As the director and choreographer of both the smash hit “Contact” at Lincoln Center and the joyful revival of “The Music Man” that opens tomorrow night at the Neil Simon Theater, Stroman is poised to sweep the Tony Awards this year in four major categories — Best Musical, Best Revival, Best Direction and Best Choreography.
And yet on the eve of her triumph, Stroman is grieving for her husband, British director Mike Ockrent, who died in December at age 53 after a long battle with leukemia.
They were married four years and met while working on the 1992 musical “Crazy For You,” which Ockrent directed and Stroman choreographed.
“I can’t understand why Mike isn’t here,” says Stroman, fighting back tears during an interview.
“I loved him so. He changed my life. He opened up my world. Professionally, he taught me how to structure a musical and how to collaborate with everyone working on it. I couldn’t have done (-ssq-)Contact’ without having met Mike.”
“Contact” — Stroman’s debut as a Broadway director — is made up of three dance plays, each dealing with love, sex and relationships, sometimes humorously, sometimes ruefully.
“The whole story is about trying to connect,” says Stroman, 40. “And that’s what Mike was about — contact, connecting with other people. He lived life to the fullest, with an enormous sense of humor and a deep respect for people.”
One of Stroman’s favorite shows has always been “The Music Man,” Meredith Willson’s tuneful classic about traveling salesman Harold Hill, who peddles snake oil in the form of musical instruments to the good citizens of River City, Iowa.

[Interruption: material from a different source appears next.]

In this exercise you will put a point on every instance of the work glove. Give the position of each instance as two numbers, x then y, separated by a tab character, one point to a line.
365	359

As a teenager growing up in Wilmington, Del., Stroman played Zaneeta Shin, the Mayor’s daughter who hooks up with a boy from the wrong side of the tracks, in a community-theater production.
In addition, her father was a traveling salesman.
Now 82 and retired, Stroman’s father was very much in her mind while she was looking for an actor to play Harold Hill, a role made famous by Robert Preston in the original 1957 production and in the movie.
“Dad is musical — he played the piano — and he speaks with perfect diction and grammar,” says Stroman. “I saw a lot of actors, a lot of stars, but none of them had the command of the language that I was looking for.”
Until she auditioned Craig Bierko, a minor television and movie actor, who appeared in “The 13th Floor” and “The Long Kiss Goodnight.”
During the audition, Bierko sang “Trouble” as if it were “a Shakespearean monologue,” says Stroman. “He had the diction and the musicality. And from that time on, I have not thought of Robert Preston for one minute.”
If the industry buzz — not to mention the audience reaction during a recent preview — proves correct, “The Music Man” will be the smash hit of the spring season.
Stroman has thrown herself into this production with a vengeance, because, as she admits, the only way she could deal with her husband’s death was by working.
She rehearsed “The Music Man” from 9 a.m. until 6 p.m., then raced up to Lincoln Center where she worked on the transfer of “Contact” to the Beaumont until midnight.
“I’ve said that if I only I had a third show to work on through the night, I’d be able to cope better,” she says. “Because the truth is, my nights and my mornings in the apartment I shared with Mike are unbearable.”
Still, when the work ends — when “The Music Man” is up and running and she has collected her Tonys — Stroman will finally take time to grieve.
“I am going to London, to our flat,” she says. “And I am going to spread Mike’s ashes over Hampstead Heath.”